The "Whiskey Rebellion" has never received due weight in the history
of the United States. Its story has been told in the utmost detail,
but its details are unimportant. As a fact, however, it is full of
meaning, and this meaning has been too much overlooked. That this
should be so, is not to be wondered at, for everything has conspired
to make it seem, after a century has gone by, both mean and trivial.

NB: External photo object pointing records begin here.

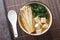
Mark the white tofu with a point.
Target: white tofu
(37, 19)
(37, 26)
(43, 20)
(38, 31)
(46, 25)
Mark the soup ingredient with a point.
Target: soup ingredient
(37, 26)
(43, 29)
(37, 19)
(45, 25)
(26, 14)
(43, 20)
(38, 31)
(39, 10)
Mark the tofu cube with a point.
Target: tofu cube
(37, 26)
(37, 19)
(43, 20)
(38, 31)
(45, 25)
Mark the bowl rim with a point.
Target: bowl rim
(47, 10)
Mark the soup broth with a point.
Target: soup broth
(34, 17)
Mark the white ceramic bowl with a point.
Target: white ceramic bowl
(49, 23)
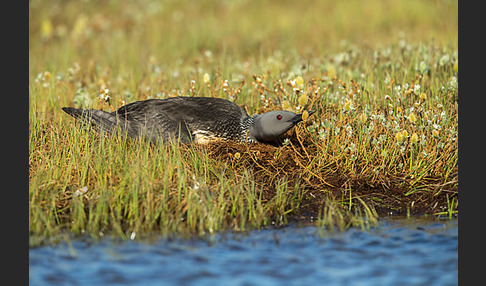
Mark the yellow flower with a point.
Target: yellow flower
(399, 137)
(423, 96)
(303, 100)
(347, 105)
(414, 138)
(362, 118)
(46, 28)
(305, 115)
(47, 75)
(286, 105)
(299, 82)
(412, 118)
(207, 79)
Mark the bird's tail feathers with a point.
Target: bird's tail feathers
(98, 119)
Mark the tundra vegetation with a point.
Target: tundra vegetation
(382, 77)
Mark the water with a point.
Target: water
(396, 252)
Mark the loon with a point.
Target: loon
(189, 119)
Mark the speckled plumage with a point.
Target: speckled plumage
(188, 119)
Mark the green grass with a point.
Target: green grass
(370, 71)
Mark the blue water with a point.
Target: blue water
(396, 252)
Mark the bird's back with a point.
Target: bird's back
(199, 119)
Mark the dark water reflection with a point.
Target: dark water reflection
(397, 252)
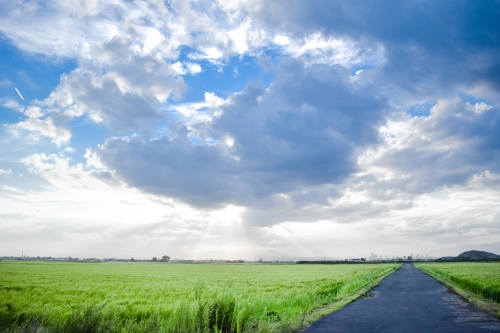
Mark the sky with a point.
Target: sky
(238, 129)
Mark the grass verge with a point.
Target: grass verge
(484, 304)
(337, 305)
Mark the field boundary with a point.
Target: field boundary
(486, 305)
(322, 311)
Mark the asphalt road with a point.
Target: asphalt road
(408, 301)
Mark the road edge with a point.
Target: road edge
(485, 305)
(320, 312)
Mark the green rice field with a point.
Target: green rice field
(479, 278)
(160, 297)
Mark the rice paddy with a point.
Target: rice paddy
(159, 297)
(479, 278)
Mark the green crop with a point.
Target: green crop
(479, 278)
(158, 297)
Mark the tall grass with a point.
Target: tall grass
(481, 279)
(244, 303)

Its very name suggests ridicule and contempt, and it collapsed so
utterly that people laughed at it and despised it. Its leaders, with
the exception of Gallatin, were cheap and talkative persons of
little worth, and the cause itself was neither noble, romantic, nor
inspiriting. Nevertheless, it was a dangerous and formidable business,
for it was the first direct challenge to the new government. It was
the first clear utterance of the stern question asked of every people
striving to live as a nation, Have you a right to live? Have you a
government able to fight and to endure? Have you men ready to take up
the challenge? These questions were put by rough frontier settlers,
and put in the name and for the sake of distilling whiskey unvexed by
law. But they were there, they had to be answered, and on the reply
the existence of the government was at stake. If it failed, all was
over. If the States did not respond to this first demand, that they
should put down disorder and dissension within the borders of one of
their number, the experiment had failed.